At which point it has exhausted the C stack, a trapped error. Tcl 8.6 uses a stackless execution engine, and can go ''very'' deep if required:


Got to depth 999999

TSE SAL


// library: program: run: recursion: limit <description>will stop at 3616</description> <version>1.0.0.0.3</version> <version control></version control> (filenamemacro=runprrli.s) [kn, ri, su, 25-12-2011 23:12:02]
PROC PROCProgramRunRecursionLimit( INTEGER I )
 Message( I )
 PROCProgramRunRecursionLimit( I + 1 )
END

PROC Main()
 PROCProgramRunRecursionLimit( 1 )
END

TXR

(set-sig-handler sig-segv
  (lambda (signal async-p) (throw 'out)))

(defvar *count* 0)

(defun recurse ()
  (inc *count*)
  (recurse))

(catch (recurse)
  (out () (put-line `caught segfault!\nreached depth: @{*count*}`)))

{{out}}

$ txr limit-of-recursion.tl
caught segfault!
reached depth: 10909

UNIX Shell

{{works with|Bourne Again SHell}}

recurse()
{
  # since the example runs slowly, the following
  # if-elif avoid unuseful output; the elif was
  # added after a first run ended with a segmentation
  # fault after printing "10000"
  if [[ $(($1 % 5000)) -eq 0 ]]; then
      echo $1;
  elif [[ $1 -gt 10000 ]]; then
      echo $1
  fi
  recurse $(($1 + 1))
}

recurse 0

The Bash reference manual says No limit is placed on the number of recursive calls, nonetheless a segmentation fault occurs at 13777 (Bash v3.2.19 on 32bit GNU/Linux)

Ursa

def recurse (int counter)
    try
        recurse (+ counter 1)
    catch recursionerror
        out "the limit of recursion was " counter endl console
    end try
end

recurse 1

VBA


Option Explicit

Sub Main()
    Debug.Print "The limit is : " & Limite_Recursivite(0)
End Sub

Function Limite_Recursivite(Cpt As Long) As Long
    Cpt = Cpt + 1               'Count
    On Error Resume Next
    Limite_Recursivite Cpt      'recurse
    On Error GoTo 0
    Limite_Recursivite = Cpt    'return
End Function

{{out}}

The limit is : 6442

VBScript

Haven't figured out how to see the depth.

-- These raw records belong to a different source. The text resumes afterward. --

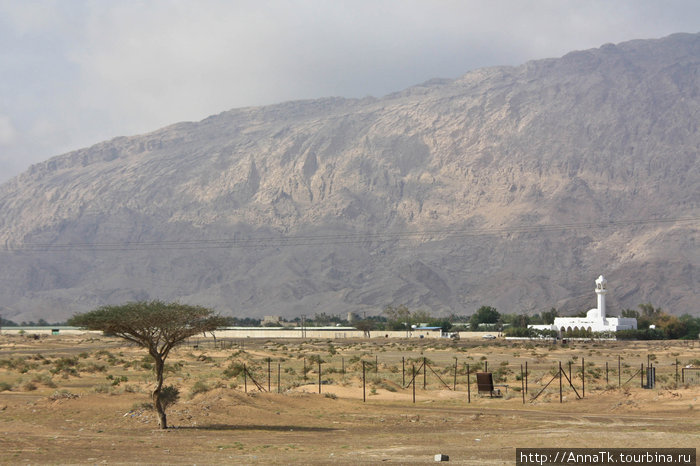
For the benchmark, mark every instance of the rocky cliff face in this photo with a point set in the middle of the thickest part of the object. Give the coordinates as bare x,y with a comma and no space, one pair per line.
512,186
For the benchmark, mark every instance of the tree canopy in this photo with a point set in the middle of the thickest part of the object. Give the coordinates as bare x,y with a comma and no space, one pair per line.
154,325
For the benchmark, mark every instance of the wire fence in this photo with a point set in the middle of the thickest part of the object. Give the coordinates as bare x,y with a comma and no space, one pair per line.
407,372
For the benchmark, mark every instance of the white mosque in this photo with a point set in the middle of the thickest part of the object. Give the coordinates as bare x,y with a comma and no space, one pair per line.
595,320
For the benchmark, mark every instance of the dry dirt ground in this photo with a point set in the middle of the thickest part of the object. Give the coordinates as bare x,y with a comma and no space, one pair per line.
84,400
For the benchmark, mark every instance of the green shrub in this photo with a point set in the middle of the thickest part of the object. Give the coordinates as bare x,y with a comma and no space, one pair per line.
199,387
169,395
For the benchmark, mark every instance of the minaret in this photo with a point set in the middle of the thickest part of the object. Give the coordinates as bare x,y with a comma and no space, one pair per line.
601,287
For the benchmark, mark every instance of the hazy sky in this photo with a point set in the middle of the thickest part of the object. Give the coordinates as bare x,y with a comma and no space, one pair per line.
73,73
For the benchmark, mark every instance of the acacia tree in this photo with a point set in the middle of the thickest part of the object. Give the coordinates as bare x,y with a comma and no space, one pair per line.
154,325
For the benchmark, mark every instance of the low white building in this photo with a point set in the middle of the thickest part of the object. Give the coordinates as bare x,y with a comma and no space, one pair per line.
595,321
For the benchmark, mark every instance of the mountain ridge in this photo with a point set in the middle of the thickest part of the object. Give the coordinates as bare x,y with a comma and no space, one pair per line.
602,135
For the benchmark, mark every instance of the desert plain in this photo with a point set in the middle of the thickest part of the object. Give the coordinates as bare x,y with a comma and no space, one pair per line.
86,399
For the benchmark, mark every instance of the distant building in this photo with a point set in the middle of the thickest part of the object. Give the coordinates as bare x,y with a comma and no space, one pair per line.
596,319
270,320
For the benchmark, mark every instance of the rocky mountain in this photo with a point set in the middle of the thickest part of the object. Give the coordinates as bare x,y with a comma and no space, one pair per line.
510,186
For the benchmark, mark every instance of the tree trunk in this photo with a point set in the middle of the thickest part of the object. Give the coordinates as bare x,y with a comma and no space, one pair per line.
156,393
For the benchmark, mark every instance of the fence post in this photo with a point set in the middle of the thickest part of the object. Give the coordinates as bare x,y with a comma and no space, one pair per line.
414,383
676,370
606,373
561,398
403,371
454,384
469,385
364,397
619,372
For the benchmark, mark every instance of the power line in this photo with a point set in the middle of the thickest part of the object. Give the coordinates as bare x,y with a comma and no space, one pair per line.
332,239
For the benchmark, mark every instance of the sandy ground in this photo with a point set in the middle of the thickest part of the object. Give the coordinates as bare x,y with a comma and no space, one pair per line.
73,422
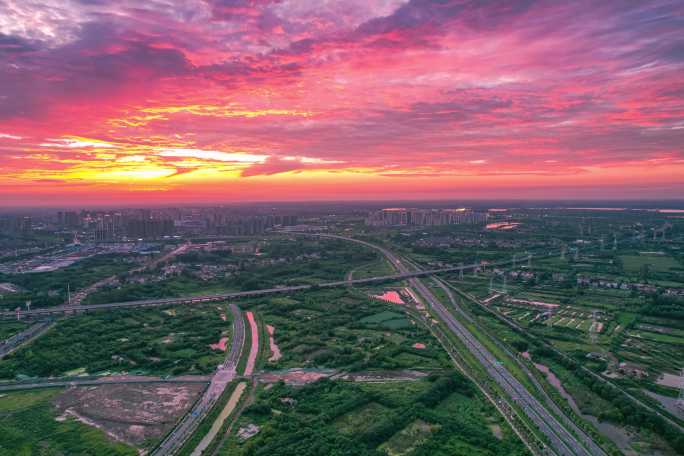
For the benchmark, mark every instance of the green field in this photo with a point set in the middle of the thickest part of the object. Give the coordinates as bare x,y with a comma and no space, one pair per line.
29,426
344,329
439,416
634,263
169,341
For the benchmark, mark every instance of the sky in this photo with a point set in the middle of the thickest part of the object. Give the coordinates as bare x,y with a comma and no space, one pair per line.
209,101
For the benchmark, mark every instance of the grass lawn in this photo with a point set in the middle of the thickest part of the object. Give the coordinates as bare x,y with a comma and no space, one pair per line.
28,426
633,263
160,341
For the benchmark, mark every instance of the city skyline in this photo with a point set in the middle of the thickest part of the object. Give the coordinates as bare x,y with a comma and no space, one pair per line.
220,101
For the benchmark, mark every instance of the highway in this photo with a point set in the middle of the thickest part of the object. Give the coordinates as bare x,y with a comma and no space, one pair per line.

And this depth is that of calling the O/S rather than calling within.

'mung.vbs
option explicit

dim c
if wscript.arguments.count = 1 then
	c = wscript.arguments(0)
	c = c + 1
else
	c = 0
end if
wscript.echo "[Depth",c & "] Mung until no good."
CreateObject("WScript.Shell").Run "cscript Mung.vbs " & c, 1, true
wscript.echo "[Depth",c & "] no good."

Okay, the internal limits version.

'mung.vbs
option explicit

sub mung(c)
	dim n
	n=c+1
	wscript.echo "[Level",n & "] Mung until no good"
	on error resume next
	mung n
	on error goto 0
	wscript.echo "[Level",n & "] no good"
end sub

mung 0

{{out}} (abbrev.):

[Level 1719] Mung until no good
[Level 1720] Mung until no good
[Level 1721] Mung until no good
[Level 1722] Mung until no good
[Level 1722] no good
[Level 1721] no good
[Level 1720] no good
[Level 1719] no good

x86 Assembly

{{works with|nasm}}

   global main

   section .text

main
	xor	eax, eax
	call   	recurse
	ret

recurse
	add	eax, 1
	call 	recurse
	ret

I've used gdb and the command print $eax to know when the segmentation fault occurred. The result was 2094783.

zkl

fcn{self.fcn()}()

{{out}}


Stack trace for VM#1 ():
   Cmd.__fcn#1_2 addr:3  args(0) reg(0) R
   <repeats 2096 times>
   Cmd.__constructor addr:3  args(0) reg(0) R
   startup.__constructor addr:2242  args(0) reg(1) ER
   startup.__constructor addr:2178  args(0) reg(22)
Exception thrown: AssertionError(That is one big stack, infinite recursion?)